Klik di Membuat Show Hide floating Guest Book

Rabu, 07 April 2010

Belajar Buat Opini

Anda mau pintar menulis tapi tidak tahu caranya? Bagaimana cara menulis opini? Ini adalah pertanyaan standar bagi kebanyakan orang yang berminat untuk menekuni dunia kepenulisan saat ini. Di masa-masa awal belajar menulis, sebagian besar kendala terjadi pada “bagaimana cara” memulai untuk menulis. Jika problem mendasar ini sudah dapat terlewati, maka Insya Allah langkah-langkah selanjutnya akan relatif lebih mudah.

Hal ini yang mendasari SINOVIA mengundang saya hari ini untuk membagi pengetahuan dan pengalaman dalam dunia kepenulisan. SINOVIA adalah lembaga pers mahasiswa kedokteran universitas hasanuddin yang sudah berdiri sejak lama dan tetap eksis hingga saat ini.
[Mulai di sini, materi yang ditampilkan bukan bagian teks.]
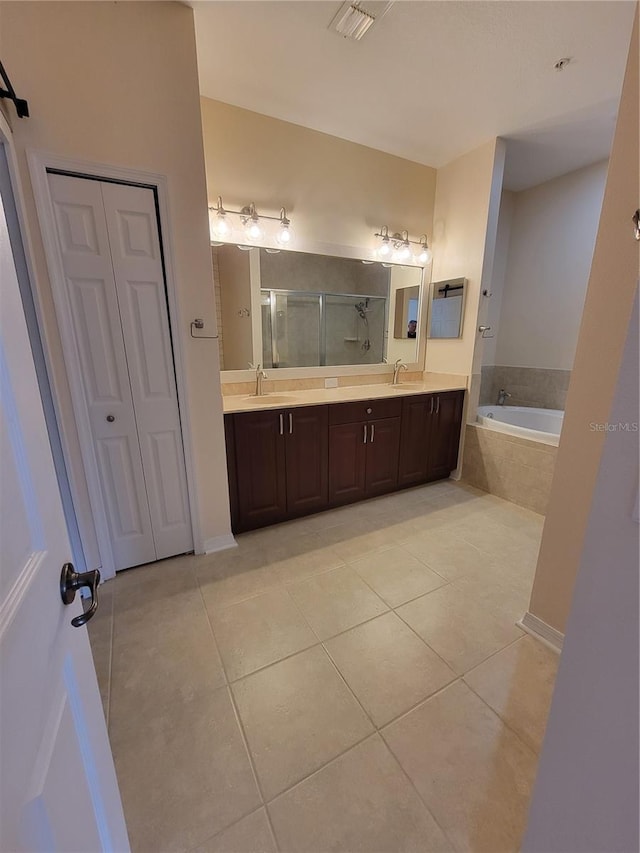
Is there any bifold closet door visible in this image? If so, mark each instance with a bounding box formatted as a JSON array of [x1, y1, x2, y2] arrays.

Kegiatan yang digelar bertajuk “Upgrading Skill of Jurnalistic (USC)” dan dilaksanakan di gedung Student Center Fakultas Kedokteran Unhas. Panitia meminta saya membawakan materi “Menulis Essay dan Opini“. Lumayanlah buat menyegarkan kembali ingatan dan sekelumit pengalaman dengan bidang yang satu ini.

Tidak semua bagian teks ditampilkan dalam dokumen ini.